Please note that these weights are subject to change.

6. 강의교재

도서명 저자명 출판사 출판년도 ISBN

7. 참고문헌 및 자료

8. 강의진도계획

[Week 1] Introduction
- 9/1: Course Introduction
- 9/3: Basics for Scheduling and Memory Management

[Week 2] Conference Travel (SIGCOMM)
- 9/8: No class
- 9/10: No class

[Week 3] Data Preprocessing
- 9/15: Basics for Data Preprocessing, MinIO (VLDB'21), Revamper (ATC'21)
- 9/17: FastFlow (VLDB'23), FusionFlow (VLDB'24)
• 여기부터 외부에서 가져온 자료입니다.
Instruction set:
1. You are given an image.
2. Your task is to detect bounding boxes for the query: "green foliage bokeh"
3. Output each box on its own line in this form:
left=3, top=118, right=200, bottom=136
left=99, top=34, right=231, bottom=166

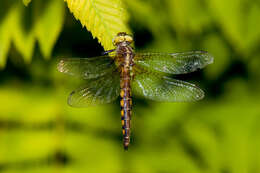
left=0, top=0, right=260, bottom=173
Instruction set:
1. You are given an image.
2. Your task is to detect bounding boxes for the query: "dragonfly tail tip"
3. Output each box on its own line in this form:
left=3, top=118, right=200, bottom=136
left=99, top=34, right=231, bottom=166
left=124, top=145, right=129, bottom=151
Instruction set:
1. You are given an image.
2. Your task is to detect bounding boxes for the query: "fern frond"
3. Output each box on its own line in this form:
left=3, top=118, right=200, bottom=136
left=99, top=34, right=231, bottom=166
left=34, top=0, right=65, bottom=59
left=0, top=1, right=65, bottom=68
left=12, top=4, right=35, bottom=63
left=0, top=3, right=35, bottom=68
left=0, top=17, right=12, bottom=68
left=64, top=0, right=131, bottom=50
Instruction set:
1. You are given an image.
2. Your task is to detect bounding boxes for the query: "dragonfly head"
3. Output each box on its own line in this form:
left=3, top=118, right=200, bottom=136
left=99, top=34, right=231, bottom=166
left=113, top=32, right=133, bottom=46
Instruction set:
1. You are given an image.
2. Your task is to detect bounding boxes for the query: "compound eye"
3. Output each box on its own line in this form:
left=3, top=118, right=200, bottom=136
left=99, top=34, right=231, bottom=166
left=113, top=36, right=120, bottom=45
left=125, top=35, right=133, bottom=43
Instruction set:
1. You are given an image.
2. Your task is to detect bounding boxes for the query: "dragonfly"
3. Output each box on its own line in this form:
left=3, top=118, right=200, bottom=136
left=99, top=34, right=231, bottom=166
left=57, top=32, right=214, bottom=150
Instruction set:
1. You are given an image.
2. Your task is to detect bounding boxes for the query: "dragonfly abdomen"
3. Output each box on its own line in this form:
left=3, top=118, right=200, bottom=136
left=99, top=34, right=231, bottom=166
left=120, top=66, right=132, bottom=150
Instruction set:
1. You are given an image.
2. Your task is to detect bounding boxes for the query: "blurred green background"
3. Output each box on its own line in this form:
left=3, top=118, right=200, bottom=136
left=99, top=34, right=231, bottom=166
left=1, top=0, right=260, bottom=172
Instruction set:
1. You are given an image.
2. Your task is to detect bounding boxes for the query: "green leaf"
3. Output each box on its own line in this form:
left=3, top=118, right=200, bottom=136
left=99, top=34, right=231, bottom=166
left=34, top=0, right=65, bottom=59
left=64, top=0, right=131, bottom=50
left=22, top=0, right=32, bottom=6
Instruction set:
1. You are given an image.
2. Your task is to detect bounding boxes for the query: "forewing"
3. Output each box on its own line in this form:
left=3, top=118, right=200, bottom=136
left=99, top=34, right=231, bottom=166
left=134, top=51, right=214, bottom=74
left=57, top=55, right=116, bottom=79
left=68, top=72, right=120, bottom=107
left=132, top=73, right=204, bottom=102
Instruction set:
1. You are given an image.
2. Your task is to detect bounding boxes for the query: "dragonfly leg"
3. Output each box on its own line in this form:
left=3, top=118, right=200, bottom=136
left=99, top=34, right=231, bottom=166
left=102, top=49, right=116, bottom=55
[Week 4] Single-GPU Training
- 9/22: Basics for Single-GPU Training
- 9/24: Zico (ATC'21), Nimble (NeurIPS’20)

[Week 5] Multi-GPU & Multi-node Training
- 9/29: Basics for Distributed Training, ZeRO (SC’20), Parallax (EuroSys’19), GPipe (NeurIPS'19)
- 10/1: PipeDream (SOSP'19), Megatron-LM (SC'21)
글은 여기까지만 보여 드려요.